While the federal and state court systems in the United States have similar structures, the appellate processes are quite different. Each state has its own court system. This generally consists of a trial level, an intermediate appellate level, and the highest appellate court of the state, most often called the state Supreme Court, not to be confused with the United States Supreme Court. On the state level, lawsuits are heard in the trial courts. If a party wishes to appeal, the case is moved to the intermediate appellate level for review. Should there be a further appeal, the case is moved to the state’s highest appellate court. This is the court of last resort at the state level since appeals from there are very limited.
On the federal level, the trial courts are called federal district courts. These courts have jurisdiction in cases with federal questions arising out of the Constitution or cases involving diversity of citizenship, where the parties reside in different states. If a case is appealed, the matter is moved to a circuit court of appeals. This is the court of last resort at the federal level since appeals from there are also very limited.
The United States Supreme Court is the highest court in the nation and sits above both the state and federal court systems. With respect to the US Supreme Court, which was established under Article III, Section 1 of the Constitution, cases are not heard automatically upon an appeal. There is a special process to be followed before the Court considers a case.

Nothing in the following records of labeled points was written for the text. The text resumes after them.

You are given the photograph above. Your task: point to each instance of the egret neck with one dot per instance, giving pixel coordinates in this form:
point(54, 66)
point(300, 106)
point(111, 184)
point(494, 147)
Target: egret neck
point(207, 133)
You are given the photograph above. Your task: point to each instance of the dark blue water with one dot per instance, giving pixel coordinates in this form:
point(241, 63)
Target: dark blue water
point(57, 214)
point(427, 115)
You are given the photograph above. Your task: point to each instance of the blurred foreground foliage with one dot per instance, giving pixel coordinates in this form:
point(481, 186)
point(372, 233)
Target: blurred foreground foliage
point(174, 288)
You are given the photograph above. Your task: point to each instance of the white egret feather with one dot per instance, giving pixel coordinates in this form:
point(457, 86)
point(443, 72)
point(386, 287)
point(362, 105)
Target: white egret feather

Once a circuit court or state supreme court has ruled on a case, the matter is completed. However, either party may choose to appeal to the US Supreme Court. If the appeal is from a state supreme court, there also must be a federal question at issue, just like cases started in the federal court system. Unlike lower-level appellate courts, the US Supreme Court is usually not required to hear the appeal. In order to appeal a case to the US Supreme Court, a party must file a petition known as a writ of certiorari, asking it to hear the case. The US Supreme Court follows what is known as “The Rule of Four.” This means that the Court will not hear a case unless four of the nine justices agree to take the appeal. If they do, the writ will be granted and the Court will hear the case. In the United States, less than 1% of the requests pursuant to writs of certiorari are granted. In a typical year, the Court hears only approximately 100 cases on appeal.